Masumiyet karinesinin hukuki ve ahlaki yönü

Masumiyet karinesinin hukuki ve ahlaki yönü



Masumiyet karinesidir.Herhangi bir uygar ülkenin ceza muhakemesi usul yasalarının temel ilkelerinden. Aynı zamanda, bu ilkenin yasal ve etik yönleri, şimdiye kadar hukuk teorisinde aktif şekilde tartışılmıştır.

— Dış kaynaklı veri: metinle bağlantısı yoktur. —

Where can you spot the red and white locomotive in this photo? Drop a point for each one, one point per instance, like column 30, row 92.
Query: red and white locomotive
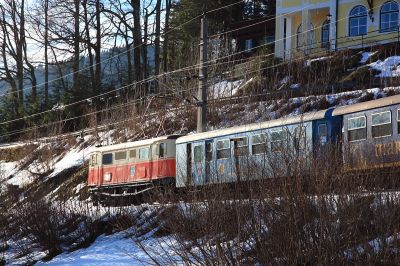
column 134, row 167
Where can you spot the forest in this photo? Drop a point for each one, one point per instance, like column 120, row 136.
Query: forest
column 55, row 52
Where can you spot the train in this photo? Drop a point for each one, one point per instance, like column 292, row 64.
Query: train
column 370, row 131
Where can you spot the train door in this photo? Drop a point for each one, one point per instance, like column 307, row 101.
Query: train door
column 199, row 172
column 208, row 162
column 240, row 155
column 95, row 169
column 189, row 164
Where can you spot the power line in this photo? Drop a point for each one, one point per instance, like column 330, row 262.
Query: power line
column 124, row 52
column 164, row 74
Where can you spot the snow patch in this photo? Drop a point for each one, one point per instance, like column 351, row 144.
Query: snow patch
column 365, row 56
column 388, row 68
column 226, row 88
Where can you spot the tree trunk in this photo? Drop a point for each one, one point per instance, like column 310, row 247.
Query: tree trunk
column 166, row 37
column 98, row 47
column 137, row 39
column 157, row 43
column 89, row 45
column 46, row 56
column 75, row 67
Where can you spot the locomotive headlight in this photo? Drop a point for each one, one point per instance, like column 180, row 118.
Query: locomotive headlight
column 107, row 177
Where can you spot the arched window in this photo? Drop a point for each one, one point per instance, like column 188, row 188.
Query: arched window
column 325, row 34
column 389, row 16
column 358, row 21
column 299, row 36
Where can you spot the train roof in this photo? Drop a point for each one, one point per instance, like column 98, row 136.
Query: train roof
column 255, row 126
column 133, row 144
column 359, row 107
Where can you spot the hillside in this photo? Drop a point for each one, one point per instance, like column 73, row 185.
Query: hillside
column 44, row 179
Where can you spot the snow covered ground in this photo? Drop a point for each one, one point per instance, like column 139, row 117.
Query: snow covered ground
column 388, row 68
column 114, row 249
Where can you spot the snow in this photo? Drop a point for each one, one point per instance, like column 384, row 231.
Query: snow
column 308, row 62
column 388, row 68
column 117, row 249
column 113, row 249
column 365, row 56
column 225, row 88
column 10, row 173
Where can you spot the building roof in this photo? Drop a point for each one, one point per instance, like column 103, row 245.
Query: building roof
column 255, row 126
column 359, row 107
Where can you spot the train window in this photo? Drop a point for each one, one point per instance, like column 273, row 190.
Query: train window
column 144, row 153
column 357, row 128
column 398, row 121
column 132, row 154
column 121, row 155
column 107, row 158
column 208, row 151
column 162, row 150
column 223, row 149
column 242, row 146
column 93, row 159
column 259, row 144
column 198, row 154
column 300, row 139
column 381, row 124
column 278, row 140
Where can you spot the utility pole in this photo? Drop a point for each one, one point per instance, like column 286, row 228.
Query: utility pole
column 202, row 91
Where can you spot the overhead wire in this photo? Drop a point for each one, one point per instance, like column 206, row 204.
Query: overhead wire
column 179, row 71
column 124, row 52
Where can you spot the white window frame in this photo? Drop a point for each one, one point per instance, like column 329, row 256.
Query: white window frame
column 278, row 130
column 201, row 153
column 365, row 126
column 148, row 153
column 265, row 142
column 398, row 121
column 228, row 148
column 247, row 142
column 381, row 124
column 119, row 160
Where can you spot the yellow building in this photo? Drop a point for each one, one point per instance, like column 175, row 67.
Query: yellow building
column 312, row 27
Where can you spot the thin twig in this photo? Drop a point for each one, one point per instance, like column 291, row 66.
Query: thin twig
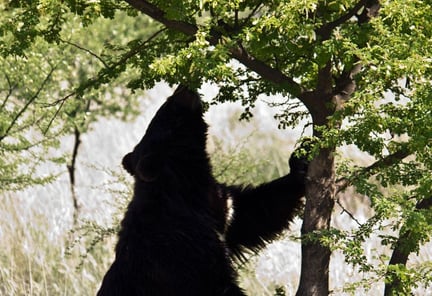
column 86, row 50
column 29, row 102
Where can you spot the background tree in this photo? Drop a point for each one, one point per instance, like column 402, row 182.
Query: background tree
column 361, row 69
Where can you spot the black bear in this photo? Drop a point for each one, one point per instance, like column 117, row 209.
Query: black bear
column 182, row 228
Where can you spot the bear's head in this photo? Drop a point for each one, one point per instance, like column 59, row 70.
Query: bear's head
column 174, row 140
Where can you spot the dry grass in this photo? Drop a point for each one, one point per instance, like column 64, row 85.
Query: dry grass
column 35, row 225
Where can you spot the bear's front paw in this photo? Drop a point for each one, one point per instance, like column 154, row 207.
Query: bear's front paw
column 299, row 160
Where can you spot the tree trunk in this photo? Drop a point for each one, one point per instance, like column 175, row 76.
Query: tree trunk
column 320, row 191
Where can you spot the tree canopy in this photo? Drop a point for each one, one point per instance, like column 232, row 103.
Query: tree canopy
column 361, row 68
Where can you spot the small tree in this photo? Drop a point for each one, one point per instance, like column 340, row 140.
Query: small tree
column 362, row 70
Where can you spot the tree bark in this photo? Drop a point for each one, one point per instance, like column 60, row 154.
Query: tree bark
column 320, row 192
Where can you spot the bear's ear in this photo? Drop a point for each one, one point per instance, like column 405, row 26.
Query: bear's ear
column 148, row 169
column 127, row 163
column 187, row 98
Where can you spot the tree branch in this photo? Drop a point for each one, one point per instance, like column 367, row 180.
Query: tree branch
column 28, row 103
column 325, row 30
column 86, row 50
column 71, row 169
column 239, row 53
column 402, row 249
column 389, row 160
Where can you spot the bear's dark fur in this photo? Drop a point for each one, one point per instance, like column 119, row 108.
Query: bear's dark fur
column 182, row 227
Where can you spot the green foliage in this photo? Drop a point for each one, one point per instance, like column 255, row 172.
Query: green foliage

Masumiyet karinesinin hukuki ve ahlaki yönü

















Masumiyet karinesi,Rus ceza usul hukuku temel ilkedir. Hiç kimse suçlu bulunursa gibi zamana kadar suç işlemekten suçlu kabul edilebilir olduğunu ilan, yürürlüğe mahkeme kararını girmiştir. Onun temsilcisi Şüpheli veya sanığın suçluluğunu kanıtlamak zorundadır içinden böyle bir kural, bu devlet olduğu ceza hukuku, karakteristik olduğu unutulmamalıdır. Aksi kanununda belirtilen sürece o suçsuzluğunu kanıtlama aktivite göstermemiştir kadar sivil ilişkilerinde varsayılan davalı, zamanından önce suçlu olacaktır.

Masumiyet karinesinin hukuki yönleri

Bu ilkenin temel yasal yönübir vatandaşın temel insan haklarını garanti altına alma ihtiyacına indirgenir. Bir suç işlemiş olmaktan suçlu olan kişi çeşitli olumsuz sonuçlar doğurur ve yasadışı eylemlere karışmayan kişilerin masumiyet karinesinden kurtulmaları sağlanır. Bir diğer önemli yasal husus, soruşturma yapan makamlar tarafından asılsız bir ifade olmaktan ziyade, suçu ispatlamanın gerekliliği, suç işlemenin belirli bir kişi tarafından sorgulanmasıdır. Son olarak, böyle bir varsayım, ceza davasının düşmanca niteliğini güvence altına alır; zira sanıkların suçundan ötürü önceden belirlenmiş bir karar varlığında, savunması tüm anlamlarını yitirir.

Masumiyet karinesinin etik yönleri

Etik yönleri daha az önemli değildirmasumiyet karinesidir. Ceza sürecinde birçok katılımcının mutlak kanaatine uğraması, sanıkların suçluluk duyan diğer kişiler, saldırgan ifadelerde, kişinin şeref ve onurunu küçümseyen diğer olumsuz yönleriyle ifade edilebilir. Kanun, sanıkların masum olduğu iddialarına atfen böyle bir duruma izin vermemektedir. Buna ek olarak, bu varsayımın önemli etik bir yönü, sanıkların masumiyetini kanıtlayacak görev eksikliğidir. Böyle bir görev mevcut olsaydı, bu olmadan çok rahat bir konumda bulunan sanık olan sanık hakkında ciddi ahlaki baskı uygulardı. Bununla birlikte, sanıktan herhangi bir delil sunma hakkı kalır, bu fırsatı kendi takdirine bağlı olarak kullanabilir.